During the night, the ghost of the 4th Earl of Ambrose (Clive Revill) appears and tells them that he and the other ghosts are being bothered by Malcolm, who was beheaded 600 years earlier and condemned to wander about the castle until his body and head are re-joined.
The ghostly 4th Earl asks Ingrid, Bill and Ronnie for their help. He says the task of reuniting Malcolm’s head and body can only be accomplished by finding a secret chamber, which contains a pouch filled with ashes, and throwing the ashes against Malcolm’s portrait while reciting an incantation. Ingrid memorises the incantation when the 4th Earl says that he will tell it to them only once:
The wing of a bird whose song was never heard/The snout of a toad that perished in our road/The scales of a fish all burned in a dish/Gathered in a pouch of leather/Hurled in stormy weather/To set him free/To set him free.

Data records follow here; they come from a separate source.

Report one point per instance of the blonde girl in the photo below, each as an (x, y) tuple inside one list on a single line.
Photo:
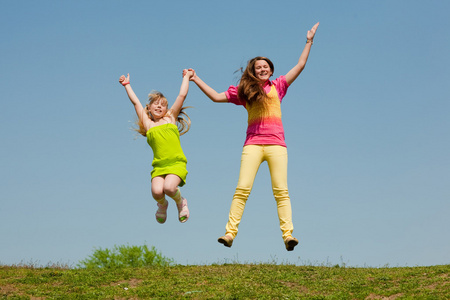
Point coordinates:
[(163, 127), (265, 136)]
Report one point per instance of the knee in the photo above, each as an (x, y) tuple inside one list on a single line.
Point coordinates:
[(170, 190), (242, 193), (280, 194), (157, 194)]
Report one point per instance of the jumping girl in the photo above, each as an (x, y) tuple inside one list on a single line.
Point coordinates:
[(163, 127), (265, 136)]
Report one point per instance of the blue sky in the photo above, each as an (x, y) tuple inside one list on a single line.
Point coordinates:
[(367, 127)]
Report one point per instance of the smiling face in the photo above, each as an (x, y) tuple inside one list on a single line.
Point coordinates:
[(158, 108), (262, 70)]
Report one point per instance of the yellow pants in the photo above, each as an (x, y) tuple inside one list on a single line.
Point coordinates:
[(252, 157)]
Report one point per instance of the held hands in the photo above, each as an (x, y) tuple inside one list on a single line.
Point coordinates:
[(312, 32), (124, 80), (190, 72)]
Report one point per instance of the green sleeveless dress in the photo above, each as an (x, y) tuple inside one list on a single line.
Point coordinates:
[(168, 156)]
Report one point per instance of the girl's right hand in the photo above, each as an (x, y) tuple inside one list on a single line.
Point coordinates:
[(124, 80), (190, 72)]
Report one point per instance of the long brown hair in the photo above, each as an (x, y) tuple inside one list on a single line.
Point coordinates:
[(250, 88), (183, 121)]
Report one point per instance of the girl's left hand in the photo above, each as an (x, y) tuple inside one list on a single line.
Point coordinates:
[(312, 32), (124, 80)]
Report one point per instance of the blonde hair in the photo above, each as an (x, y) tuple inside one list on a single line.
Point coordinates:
[(183, 121), (250, 88)]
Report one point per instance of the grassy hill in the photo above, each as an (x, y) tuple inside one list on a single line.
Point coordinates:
[(227, 281)]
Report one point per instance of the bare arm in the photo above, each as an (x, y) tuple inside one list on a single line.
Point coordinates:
[(140, 111), (207, 90), (298, 68)]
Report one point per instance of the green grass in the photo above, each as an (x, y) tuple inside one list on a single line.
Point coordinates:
[(226, 281)]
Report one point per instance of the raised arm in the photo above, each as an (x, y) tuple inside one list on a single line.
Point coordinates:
[(298, 68), (207, 90), (178, 104), (140, 111)]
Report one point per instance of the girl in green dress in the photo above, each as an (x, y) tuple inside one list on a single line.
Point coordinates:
[(163, 127)]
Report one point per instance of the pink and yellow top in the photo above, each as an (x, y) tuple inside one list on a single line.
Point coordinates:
[(264, 119)]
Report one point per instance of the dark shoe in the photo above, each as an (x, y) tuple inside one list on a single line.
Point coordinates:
[(290, 243), (226, 240)]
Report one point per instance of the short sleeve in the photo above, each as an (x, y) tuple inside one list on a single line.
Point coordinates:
[(232, 95)]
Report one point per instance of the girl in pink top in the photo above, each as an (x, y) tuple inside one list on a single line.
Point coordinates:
[(265, 136)]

The three students go in search of the secret chamber, but once they hear the ghostly screams of Lady Wingfield being murdered by her husband Charles, who returned from the Crusades to discover that she had borne a child by another man, they change their minds.
Ingrid tells the 4th Earl that they are facing ‘impossible hurdles’ and must leave. But then the voice of Malcolm booms out, declaring that he is holding them prisoner until they find his head, without which he cannot rest in peace.

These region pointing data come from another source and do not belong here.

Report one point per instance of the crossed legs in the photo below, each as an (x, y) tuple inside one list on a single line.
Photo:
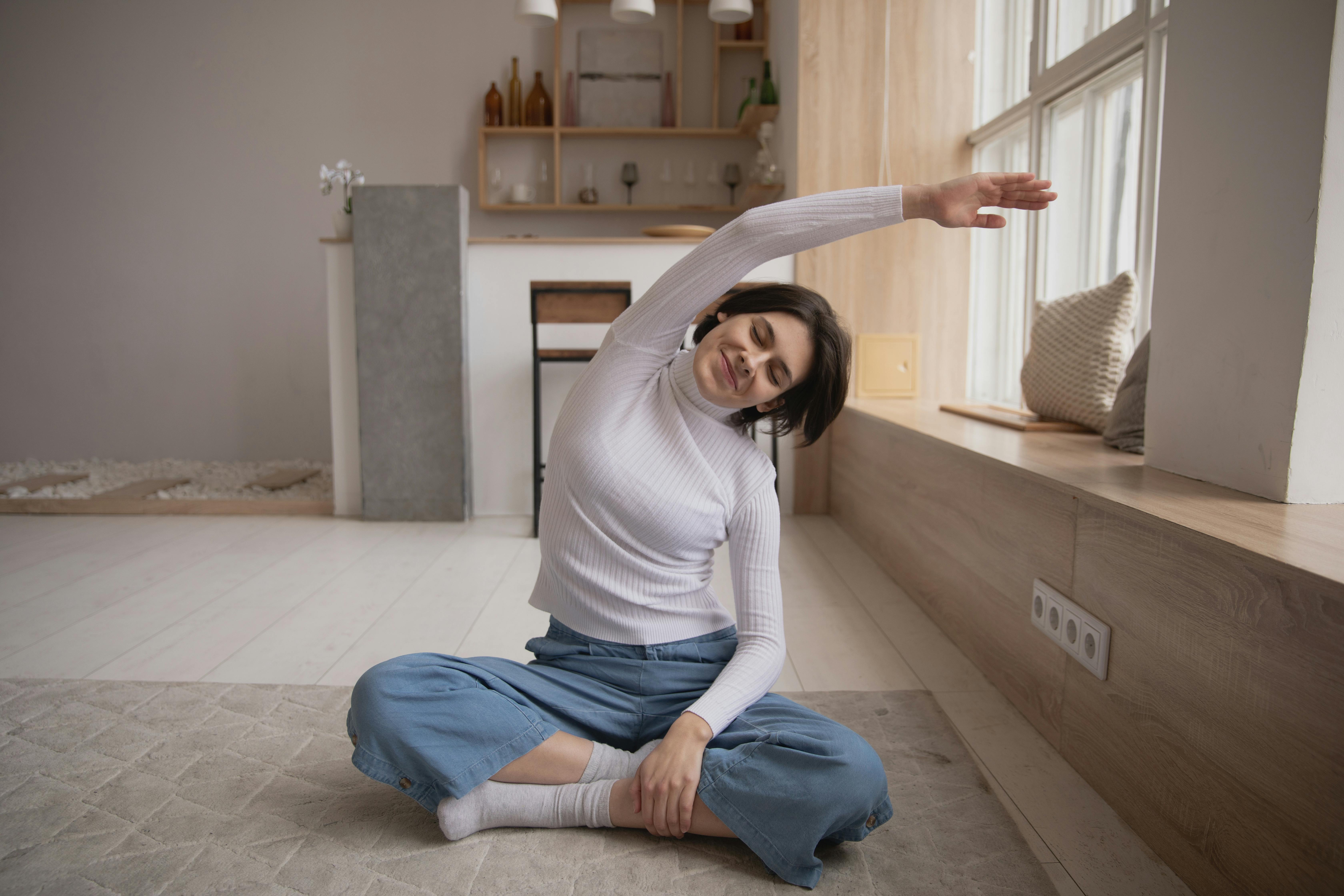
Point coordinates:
[(562, 758)]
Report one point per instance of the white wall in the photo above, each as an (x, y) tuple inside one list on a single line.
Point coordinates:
[(1316, 461), (162, 288), (501, 363), (1241, 240)]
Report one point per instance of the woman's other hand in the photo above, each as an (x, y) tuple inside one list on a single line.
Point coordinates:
[(666, 784), (958, 203)]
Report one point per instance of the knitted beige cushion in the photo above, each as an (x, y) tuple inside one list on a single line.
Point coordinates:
[(1078, 351)]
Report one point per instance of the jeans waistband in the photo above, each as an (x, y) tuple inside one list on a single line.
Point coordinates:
[(561, 632)]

As they search for the chamber, they come across a room of ghosts enjoying a banquet. A ghostly ‘heathen’ dancing girl-slave (Josephine Blake) performs, but before she can be ordered to ‘see to’ Bill and Ronnie, Ingrid demands that they leave the banquet. They do, quickly finding the secret chamber and the pouch.
Meanwhile, Parker (John Stacy), the manservant of the current, living 16th Earl of Ambrose (Jack Allen), informs him that something strange is going on inside the castle. The 16th Earl telephones the police. Sgt Grayson (Carl Berhard) and his Constable (Patrick Connor) quickly arrive and they, the 16th Earl and Parker enter the castle to investigate. They discover Ingrid, Bill and Ronnie and, of course, don’t believe their story. The police threaten them with arrest.
As the officers chase Ingrid, Bill and Ronnie through the castle, Ingrid breaks away, recites the incantation and tosses the ashes on Malcolm’s portrait. To everyone’s amazement, the headless ghost of Malcolm then walks downstairs as his head floats in through a doorway. Malcolm catches his head and sticks it on, smiling in satisfaction when it is firmly attached.
The 16th Earl says that he doesn’t intend to press charges against Ingrid, Bill and Ronnie, but Grayson insists that everyone accompany him to the police station so that they can explain to the Inspector exactly what has happened. They all walk out into the foggy English night, smiling and chatting amiably.
Cast and characters:
Richard Lyon … Bill
Liliane Sottane … Ingrid Joervets
David Rose … Ronnie
Jack Allen … The Live Earl of Ambrose
Clive Revill … The Ghost of the Fourth Earl of Ambrose
Alexander Archdale … The Ghost of Sir Randolph
John Stacy … Parker
Carl Bernard … Sergeant Grayson
Trevor Barnett … Strongman
Donald Bisset … Guide
Josephine Blake … Kooch Dancer Ghost
Mary Barclay … Lady Ambrose
Patrick Connor … Constable
Janina Faye … Veronica (uncredited)
Smokey … The cat that frightens Ingrid. The pet of Mr & Mrs Cousens, he was ‘talent spotted’ in their off-licence in Kingston Road SW19.
Merton Park Studios, Merton Park, South London
The Headless Ghost premiered in New York City on 29th April 1959. It opened in the UK in June 1959. The film was given a U-certificate by the British Board of Film Censors (BBFC), allowing its exhibition to people of all ages. However, ‘To obtain this category cuts were required but the details are not available.’
In June 1959, American International Records released a 45 rpm single by The Nightmares. The A-side song was titled ‘(Oooh I’m Scared Of The) Horrors of the Black Museum’ and the B-side song was ‘The Headless Ghost’. Each song ran a few seconds short of two minutes.